Weeks after rebuffing charges of discrimination against the Asian students in a court filing, the Harvard University has once again found itself in the dock.
On Thursday, the United States Department of Justice filed a statement of interest before the court and alleged the school of rating applicants of Asian-American origin lower on leadership and ability scores.
“The record in evidence demonstrates that Harvard’s race-based admissions process significantly disadvantages Asian-American applicants compared to applicants of other racial groups— including both white applicants and applicants from other racial minority groups,” the Justice Department filing reads.
The prestigious university was sued in 2014 by Students for Fair Admissions (SFFA) for allegedly preferring whites, blacks and Hispanics at the expense of more deserving Asian American students.

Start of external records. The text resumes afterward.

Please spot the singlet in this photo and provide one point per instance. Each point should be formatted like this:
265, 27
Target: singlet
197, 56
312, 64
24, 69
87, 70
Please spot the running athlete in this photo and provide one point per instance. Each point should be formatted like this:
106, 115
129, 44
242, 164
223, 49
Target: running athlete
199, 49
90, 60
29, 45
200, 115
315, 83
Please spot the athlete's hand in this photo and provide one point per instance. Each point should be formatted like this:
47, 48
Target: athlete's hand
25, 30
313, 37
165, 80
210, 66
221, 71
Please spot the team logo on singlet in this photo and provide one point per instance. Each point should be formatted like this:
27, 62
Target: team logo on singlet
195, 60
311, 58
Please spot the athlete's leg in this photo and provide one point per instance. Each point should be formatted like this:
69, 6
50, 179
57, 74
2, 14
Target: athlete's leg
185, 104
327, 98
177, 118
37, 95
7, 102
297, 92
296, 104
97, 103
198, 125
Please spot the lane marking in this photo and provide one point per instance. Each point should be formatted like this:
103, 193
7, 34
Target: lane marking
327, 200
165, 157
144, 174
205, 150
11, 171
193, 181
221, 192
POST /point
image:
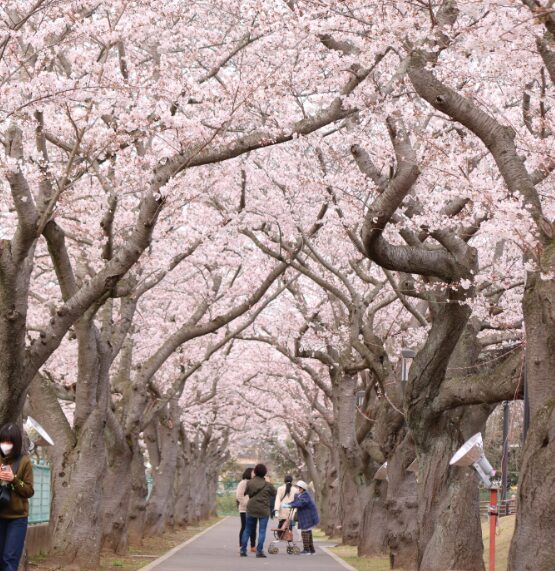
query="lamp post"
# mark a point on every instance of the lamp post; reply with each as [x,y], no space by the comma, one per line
[505,455]
[407,355]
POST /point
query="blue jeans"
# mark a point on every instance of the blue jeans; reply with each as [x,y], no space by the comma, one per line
[12,540]
[251,524]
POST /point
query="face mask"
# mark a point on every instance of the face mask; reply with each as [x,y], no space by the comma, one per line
[6,448]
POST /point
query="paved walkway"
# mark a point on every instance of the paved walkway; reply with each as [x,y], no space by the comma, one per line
[218,550]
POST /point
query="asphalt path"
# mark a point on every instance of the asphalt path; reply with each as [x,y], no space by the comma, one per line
[217,549]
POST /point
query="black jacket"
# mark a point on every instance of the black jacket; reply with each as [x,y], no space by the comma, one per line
[261,495]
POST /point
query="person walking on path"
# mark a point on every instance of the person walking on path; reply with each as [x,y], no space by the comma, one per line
[16,477]
[261,494]
[242,501]
[285,494]
[307,514]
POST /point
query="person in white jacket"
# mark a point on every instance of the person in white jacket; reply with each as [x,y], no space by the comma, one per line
[285,494]
[242,502]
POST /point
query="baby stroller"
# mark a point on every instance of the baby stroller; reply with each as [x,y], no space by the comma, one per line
[285,533]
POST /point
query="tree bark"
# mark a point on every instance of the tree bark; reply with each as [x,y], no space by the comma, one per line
[162,439]
[532,546]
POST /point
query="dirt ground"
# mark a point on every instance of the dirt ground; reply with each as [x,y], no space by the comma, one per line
[138,555]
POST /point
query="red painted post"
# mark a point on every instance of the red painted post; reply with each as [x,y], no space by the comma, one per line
[492,526]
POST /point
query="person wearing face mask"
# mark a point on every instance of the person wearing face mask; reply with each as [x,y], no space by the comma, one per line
[16,472]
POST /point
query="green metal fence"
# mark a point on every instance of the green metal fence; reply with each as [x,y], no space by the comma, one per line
[39,504]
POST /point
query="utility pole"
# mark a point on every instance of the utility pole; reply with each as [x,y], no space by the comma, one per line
[505,456]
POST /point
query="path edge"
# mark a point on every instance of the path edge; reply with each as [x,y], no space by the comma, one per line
[157,562]
[341,562]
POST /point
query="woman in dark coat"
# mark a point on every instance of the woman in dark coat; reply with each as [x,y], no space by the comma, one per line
[307,514]
[261,495]
[16,473]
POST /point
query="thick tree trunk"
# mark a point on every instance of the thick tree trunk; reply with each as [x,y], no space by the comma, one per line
[14,289]
[402,508]
[116,494]
[138,498]
[450,535]
[373,532]
[533,547]
[75,522]
[162,435]
[352,482]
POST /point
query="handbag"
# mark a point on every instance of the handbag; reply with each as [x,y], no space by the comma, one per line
[6,488]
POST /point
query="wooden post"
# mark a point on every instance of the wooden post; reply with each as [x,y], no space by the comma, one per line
[492,526]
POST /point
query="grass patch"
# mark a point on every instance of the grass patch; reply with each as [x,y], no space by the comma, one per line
[139,555]
[349,554]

In June, the organization filed documents in a Massachusetts federal court indicating that the university had analyzed the admissions policy in 2013.
Last month, the school dismissed the analysis as “deeply flawed” based on “cherry picked” documents and says the organization has no proof of discrimination against it.
“Students for Fair Admissions is gratified that, after careful analysis of the evidence submitted in this case, the US Department of Justice has concluded Harvard’s admissions policies are in violation of our nation’s civil rights laws,” said Fair Admissions president, Edward Blum.
“We look forward to having the gravely troubling evidence that Harvard continues to keep redacted disclosed to the American public in the near future,” he added.
The latest filing by the Justice Department strengthens the position of Fair Admissions in the case which is scheduled to go to trial on October 15 later this year.